Seattle Chihuly Garden and Glass Exhibit – Best Time to Go
The best time to visit the Seattle Chihuly Exhibit depends on your desires and camera ability. If you want to get stunning night shots of the lighted glass in the Garden and Glasshouse, visit 1-hour before dusk, so you have an opportunity to take a few during sunset. Then you’re ready for those stunning nighttime shots – in winter that can be 4 pm and in summer 9 pm. Check the local weather forecast for the sunset time. If you don’t have a camera capable of fabulous night shots, go at opening before the sun it too bright, or after 4 pm for the same reason.
Seattle Chihuly Garden and Glass Exhibit – Best Way to Get There
There is parking at the Seattle Center, including Valet Parking at the base of the Space Needle (rates are posted daily and fluctuate) as well as a self-park lot at 516 Harrison Street. Named the 5th Avenue Parking Garage, the lot has over one thousand spaces, is open 24 hours a day, includes 32 ADA spaces, and has rates that start at $5 for one hour. Events bump the prices up to as much as $20. The lot is conveniently located for the EMP, Memorial Stadium, the Armory, Seattle Center, and the Space Needle.

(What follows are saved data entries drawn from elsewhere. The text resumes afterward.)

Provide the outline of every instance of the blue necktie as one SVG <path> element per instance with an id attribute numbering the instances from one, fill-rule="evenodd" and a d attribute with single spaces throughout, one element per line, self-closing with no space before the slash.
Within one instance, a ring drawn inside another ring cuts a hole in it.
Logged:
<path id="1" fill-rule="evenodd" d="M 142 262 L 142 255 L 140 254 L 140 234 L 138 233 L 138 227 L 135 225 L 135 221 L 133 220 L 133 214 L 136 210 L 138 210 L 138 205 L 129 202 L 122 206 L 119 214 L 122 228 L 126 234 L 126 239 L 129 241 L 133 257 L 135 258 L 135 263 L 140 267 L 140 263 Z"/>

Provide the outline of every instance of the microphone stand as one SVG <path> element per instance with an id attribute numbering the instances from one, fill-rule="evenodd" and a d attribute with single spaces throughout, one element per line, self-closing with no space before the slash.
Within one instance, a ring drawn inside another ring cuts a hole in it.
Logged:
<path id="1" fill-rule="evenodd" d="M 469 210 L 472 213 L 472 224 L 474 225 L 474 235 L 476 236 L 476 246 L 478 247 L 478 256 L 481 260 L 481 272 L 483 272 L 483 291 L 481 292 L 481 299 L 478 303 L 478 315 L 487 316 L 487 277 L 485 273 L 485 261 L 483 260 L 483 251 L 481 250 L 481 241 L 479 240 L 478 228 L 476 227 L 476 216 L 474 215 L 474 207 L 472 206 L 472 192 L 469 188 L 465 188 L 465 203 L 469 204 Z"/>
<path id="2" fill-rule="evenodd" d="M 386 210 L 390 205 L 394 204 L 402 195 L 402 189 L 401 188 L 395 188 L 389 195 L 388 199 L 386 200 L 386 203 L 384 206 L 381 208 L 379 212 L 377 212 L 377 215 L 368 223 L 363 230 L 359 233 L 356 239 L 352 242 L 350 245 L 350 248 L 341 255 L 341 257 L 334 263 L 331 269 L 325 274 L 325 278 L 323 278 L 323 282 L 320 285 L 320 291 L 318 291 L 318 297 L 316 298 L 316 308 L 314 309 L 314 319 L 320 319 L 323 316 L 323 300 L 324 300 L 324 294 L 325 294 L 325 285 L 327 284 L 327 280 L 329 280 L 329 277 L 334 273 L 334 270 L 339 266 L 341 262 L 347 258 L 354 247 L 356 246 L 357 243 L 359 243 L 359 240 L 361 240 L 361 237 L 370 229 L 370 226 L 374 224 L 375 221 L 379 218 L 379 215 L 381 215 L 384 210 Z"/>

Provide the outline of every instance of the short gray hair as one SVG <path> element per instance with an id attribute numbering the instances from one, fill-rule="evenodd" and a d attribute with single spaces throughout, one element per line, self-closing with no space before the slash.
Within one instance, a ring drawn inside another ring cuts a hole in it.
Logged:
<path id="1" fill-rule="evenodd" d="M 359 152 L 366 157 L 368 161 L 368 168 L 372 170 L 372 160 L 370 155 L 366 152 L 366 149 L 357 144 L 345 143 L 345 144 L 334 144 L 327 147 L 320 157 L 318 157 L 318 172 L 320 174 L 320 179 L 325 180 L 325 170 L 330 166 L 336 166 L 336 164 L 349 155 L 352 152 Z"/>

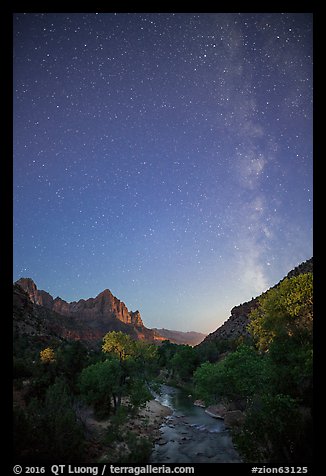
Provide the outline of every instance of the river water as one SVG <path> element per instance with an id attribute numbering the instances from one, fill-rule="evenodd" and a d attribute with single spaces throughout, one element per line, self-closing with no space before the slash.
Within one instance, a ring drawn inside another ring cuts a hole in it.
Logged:
<path id="1" fill-rule="evenodd" d="M 223 420 L 207 415 L 174 387 L 161 385 L 154 397 L 173 413 L 160 428 L 150 463 L 241 463 Z"/>

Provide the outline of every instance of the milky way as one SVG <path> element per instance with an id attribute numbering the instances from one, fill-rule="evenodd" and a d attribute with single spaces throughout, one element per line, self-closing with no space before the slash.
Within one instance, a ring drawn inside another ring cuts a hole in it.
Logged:
<path id="1" fill-rule="evenodd" d="M 14 278 L 215 330 L 312 256 L 312 15 L 14 15 Z"/>

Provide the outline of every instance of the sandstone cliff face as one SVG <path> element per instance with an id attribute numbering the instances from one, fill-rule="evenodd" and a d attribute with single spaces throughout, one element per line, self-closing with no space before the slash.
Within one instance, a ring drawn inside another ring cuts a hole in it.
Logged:
<path id="1" fill-rule="evenodd" d="M 31 278 L 20 278 L 15 284 L 18 284 L 28 294 L 29 299 L 33 304 L 42 304 L 39 300 L 40 298 L 36 284 Z"/>
<path id="2" fill-rule="evenodd" d="M 155 333 L 144 326 L 139 311 L 129 311 L 108 289 L 95 298 L 68 303 L 38 290 L 30 278 L 19 279 L 14 288 L 28 298 L 31 315 L 43 314 L 46 332 L 66 339 L 100 341 L 107 332 L 122 331 L 135 339 L 157 340 Z"/>
<path id="3" fill-rule="evenodd" d="M 63 316 L 78 317 L 80 320 L 116 318 L 124 324 L 144 326 L 139 311 L 129 311 L 127 306 L 113 296 L 109 289 L 105 289 L 95 298 L 68 303 L 60 297 L 53 299 L 46 291 L 38 290 L 30 278 L 21 278 L 16 284 L 26 291 L 34 304 L 44 306 Z"/>

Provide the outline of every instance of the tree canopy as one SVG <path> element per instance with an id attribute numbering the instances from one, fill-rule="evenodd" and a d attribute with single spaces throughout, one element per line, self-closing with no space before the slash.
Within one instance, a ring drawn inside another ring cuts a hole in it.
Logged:
<path id="1" fill-rule="evenodd" d="M 285 278 L 267 291 L 257 309 L 251 311 L 248 330 L 260 350 L 268 350 L 281 336 L 312 337 L 313 322 L 312 273 Z"/>
<path id="2" fill-rule="evenodd" d="M 103 337 L 102 351 L 116 355 L 120 361 L 135 353 L 135 341 L 128 335 L 119 331 L 108 332 Z"/>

If you’d like to park downtown, park at Westlake Center and take the historic Seattle Monorail. The fare is $2.25 each way for adults for the 2 minute ride. Children ages 5-12 are $1 as are seniors 65+, active duty US military, and disabled persons with Medicare cards. Unfortunately they only accept CASH for monorail tickets, but an ATM machine is available inside the Westlake Center.
Parking at the Westlake Center is slightly cheaper than the Seattle Center, but significantly less expensive for events that increase the parking fee Seattle Center. Events usually include festivals, as well as Ballet and Symphony performances.